Le juge Jamal (au nom des quatre juges minoritaires) a rédigé une brève décision concordante. Selon lui, le Séquestre était habilité par l’ordonnance de mise sous séquestre à renoncer aux droits contractuels de Petrowest et de ses sociétés affiliées et l’effet juridique de la renonciation s’est appliqué lorsque le Séquestre a intenté une poursuite civile. Il a expliqué que, malgré ce point de divergence, il était d’accord avec l’analyse de la compétence du tribunal par la juge Côté en vertu des articles 183 et 243 de la LFI selon laquelle une convention d’arbitrage serait inopérante et la demande de suspension d’instance devrait donc être rejetée.

Répercussions

La décision majoritaire de la CSC confirme que les conventions d’arbitrage d’un débiteur sont présumées contraignantes pour un séquestre. Toutefois, ce dernier ne peut être tenu à l’arbitrage si le processus arbitral compromet le déroulement ordonné et efficace de la mise sous séquestre. C’est pourquoi une partie contractante qui souhaiterait vraiment avoir recours à l’arbitrage d’une réclamation pouvant être présentée par le séquestre d’une partie adverse insolvable devrait négocier des clauses d’arbitrage qui peuvent être exécutées avec célérité et efficacité, de façon à respecter les objectifs de la LFI. 

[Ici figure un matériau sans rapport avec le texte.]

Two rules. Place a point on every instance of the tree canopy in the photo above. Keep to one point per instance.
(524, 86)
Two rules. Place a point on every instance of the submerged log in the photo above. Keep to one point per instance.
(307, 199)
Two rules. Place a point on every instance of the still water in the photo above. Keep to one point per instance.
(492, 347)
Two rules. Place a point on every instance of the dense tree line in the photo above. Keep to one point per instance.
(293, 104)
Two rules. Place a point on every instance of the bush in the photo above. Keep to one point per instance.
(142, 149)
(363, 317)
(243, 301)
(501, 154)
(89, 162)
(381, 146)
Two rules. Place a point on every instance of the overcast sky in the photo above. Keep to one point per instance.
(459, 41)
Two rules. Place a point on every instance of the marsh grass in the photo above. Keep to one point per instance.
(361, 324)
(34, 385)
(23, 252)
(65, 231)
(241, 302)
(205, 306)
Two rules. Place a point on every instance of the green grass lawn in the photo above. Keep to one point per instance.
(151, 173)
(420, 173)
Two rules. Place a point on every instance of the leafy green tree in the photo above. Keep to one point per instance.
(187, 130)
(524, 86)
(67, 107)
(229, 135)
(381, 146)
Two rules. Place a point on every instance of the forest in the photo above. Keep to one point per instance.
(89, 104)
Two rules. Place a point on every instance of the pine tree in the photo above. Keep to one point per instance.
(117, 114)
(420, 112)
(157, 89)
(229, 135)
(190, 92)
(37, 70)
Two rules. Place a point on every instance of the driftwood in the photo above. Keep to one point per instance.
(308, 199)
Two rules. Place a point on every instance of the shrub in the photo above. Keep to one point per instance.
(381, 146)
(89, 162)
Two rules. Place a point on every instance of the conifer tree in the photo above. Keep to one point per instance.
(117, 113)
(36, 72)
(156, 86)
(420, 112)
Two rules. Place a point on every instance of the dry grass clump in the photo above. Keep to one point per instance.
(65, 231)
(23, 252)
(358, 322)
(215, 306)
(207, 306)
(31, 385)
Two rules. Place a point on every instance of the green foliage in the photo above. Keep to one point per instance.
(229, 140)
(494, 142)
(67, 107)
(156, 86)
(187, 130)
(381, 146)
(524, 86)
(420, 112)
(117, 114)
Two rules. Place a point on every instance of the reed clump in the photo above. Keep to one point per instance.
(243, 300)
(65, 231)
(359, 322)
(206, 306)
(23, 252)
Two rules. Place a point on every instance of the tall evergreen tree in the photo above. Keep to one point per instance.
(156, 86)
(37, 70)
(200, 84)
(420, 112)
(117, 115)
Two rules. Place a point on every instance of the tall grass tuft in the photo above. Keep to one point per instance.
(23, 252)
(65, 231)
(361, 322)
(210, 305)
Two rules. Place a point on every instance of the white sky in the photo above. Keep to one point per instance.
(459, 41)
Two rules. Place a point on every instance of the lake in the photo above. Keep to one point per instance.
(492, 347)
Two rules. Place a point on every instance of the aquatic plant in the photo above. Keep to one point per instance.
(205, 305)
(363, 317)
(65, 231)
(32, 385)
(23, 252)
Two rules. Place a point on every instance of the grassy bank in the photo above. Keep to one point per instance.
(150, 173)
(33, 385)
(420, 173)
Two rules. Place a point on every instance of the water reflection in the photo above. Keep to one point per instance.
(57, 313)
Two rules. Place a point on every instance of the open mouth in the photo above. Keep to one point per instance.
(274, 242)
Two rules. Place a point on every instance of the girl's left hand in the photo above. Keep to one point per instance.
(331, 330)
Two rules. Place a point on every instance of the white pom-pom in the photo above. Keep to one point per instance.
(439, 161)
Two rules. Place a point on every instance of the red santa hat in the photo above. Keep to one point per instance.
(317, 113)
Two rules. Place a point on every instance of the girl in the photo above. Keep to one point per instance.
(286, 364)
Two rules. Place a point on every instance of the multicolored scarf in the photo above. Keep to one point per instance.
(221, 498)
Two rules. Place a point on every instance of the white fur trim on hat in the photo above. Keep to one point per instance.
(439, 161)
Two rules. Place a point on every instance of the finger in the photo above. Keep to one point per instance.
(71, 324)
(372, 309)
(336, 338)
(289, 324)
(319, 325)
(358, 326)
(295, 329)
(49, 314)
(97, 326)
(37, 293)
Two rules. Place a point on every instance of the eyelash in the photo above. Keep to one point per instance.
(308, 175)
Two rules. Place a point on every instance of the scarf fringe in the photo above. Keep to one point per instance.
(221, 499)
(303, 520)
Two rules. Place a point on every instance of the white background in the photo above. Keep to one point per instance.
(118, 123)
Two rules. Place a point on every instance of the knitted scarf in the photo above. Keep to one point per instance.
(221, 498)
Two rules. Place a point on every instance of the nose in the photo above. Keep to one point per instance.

La décision majoritaire de la CSC souligne que l’application (ou non) de clauses d’arbitrage à une poursuite civile intentée par un séquestre dépend grandement des faits, laissant ainsi entendre que les futurs différends sur le bien fondé de l’arbitrage seront traités au cas par cas.

Les futures causes détermineront les circonstances dans lesquelles les clauses d’arbitrage seront (et ne seront pas) exécutées dans d’autres contextes d’insolvabilité, comme des restructurations en vertu de la Loi sur les arrangements avec les créanciers des compagnies.